Well, so far, we’ve only been discussing the genotype.  The answer lies in the phenotype.  Early humans lived in very harsh times with very high mortality rates and cases of starvation.  The standard of living was incredibly poor compared to what it is now for even the poorest of classes.  The “there is no reason” allele had a direct consequence on phenotype.  Without any reason to live, displayers of this phenotype lost the will to live through such conditions and either gave up looking for food and shelter or committed suicide.  If there was nothing at all in the end, enduring the pain of life was not worth it.

Meanwhile, those who were blessed with the “there is a reason” allele fought through these harsh conditions.  Though the pain hurt them, they knew they would be rewarded for their perseverance.  While the there-is-no-reasoners slowly died off, the there-is-a-reasoners gathered together and constructed larger and larger societies, each fully obedient to the idea of a higher power which governed their daily actions.

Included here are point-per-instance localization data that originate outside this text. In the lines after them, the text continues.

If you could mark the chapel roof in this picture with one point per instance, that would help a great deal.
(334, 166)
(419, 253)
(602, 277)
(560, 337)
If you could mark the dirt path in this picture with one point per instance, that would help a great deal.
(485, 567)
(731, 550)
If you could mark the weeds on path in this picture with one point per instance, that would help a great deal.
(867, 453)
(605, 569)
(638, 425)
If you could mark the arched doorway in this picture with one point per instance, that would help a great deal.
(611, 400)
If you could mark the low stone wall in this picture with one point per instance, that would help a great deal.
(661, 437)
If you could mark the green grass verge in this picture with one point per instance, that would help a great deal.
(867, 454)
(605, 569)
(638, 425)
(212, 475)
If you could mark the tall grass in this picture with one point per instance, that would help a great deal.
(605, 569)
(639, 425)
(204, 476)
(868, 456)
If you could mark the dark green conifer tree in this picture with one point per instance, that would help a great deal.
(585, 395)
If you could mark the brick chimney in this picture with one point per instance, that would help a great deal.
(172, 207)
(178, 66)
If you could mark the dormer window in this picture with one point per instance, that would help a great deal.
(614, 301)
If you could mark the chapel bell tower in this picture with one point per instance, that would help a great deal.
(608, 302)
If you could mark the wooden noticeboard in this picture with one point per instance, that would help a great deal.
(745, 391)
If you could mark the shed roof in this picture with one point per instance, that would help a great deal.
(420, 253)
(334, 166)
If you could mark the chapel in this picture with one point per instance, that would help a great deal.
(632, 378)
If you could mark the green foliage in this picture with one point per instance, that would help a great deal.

Such was the start of the domination of organized religion.  It did not start through itself, it was merely a process of natural selection.  Just like everything in(volving) life.

But the there-is-no-reasoners did not completely die off.  As noted before, quite a few remain and they seem to be growing in number.  Perhaps some people decided that certain pleasures in life were worth the pain.  They quietly lived amongst the others, being patient as the standard of living became better and better and the pleasures slowly started to outweigh the pain more and more. 

They waited in the shadows, as society grew more secular. Until organized religion played no part in it.  Until secularization was complete.  Until there was no pain, only pleasure.  Until they had realized their Utopia. 

In other words, their Heaven on Earth.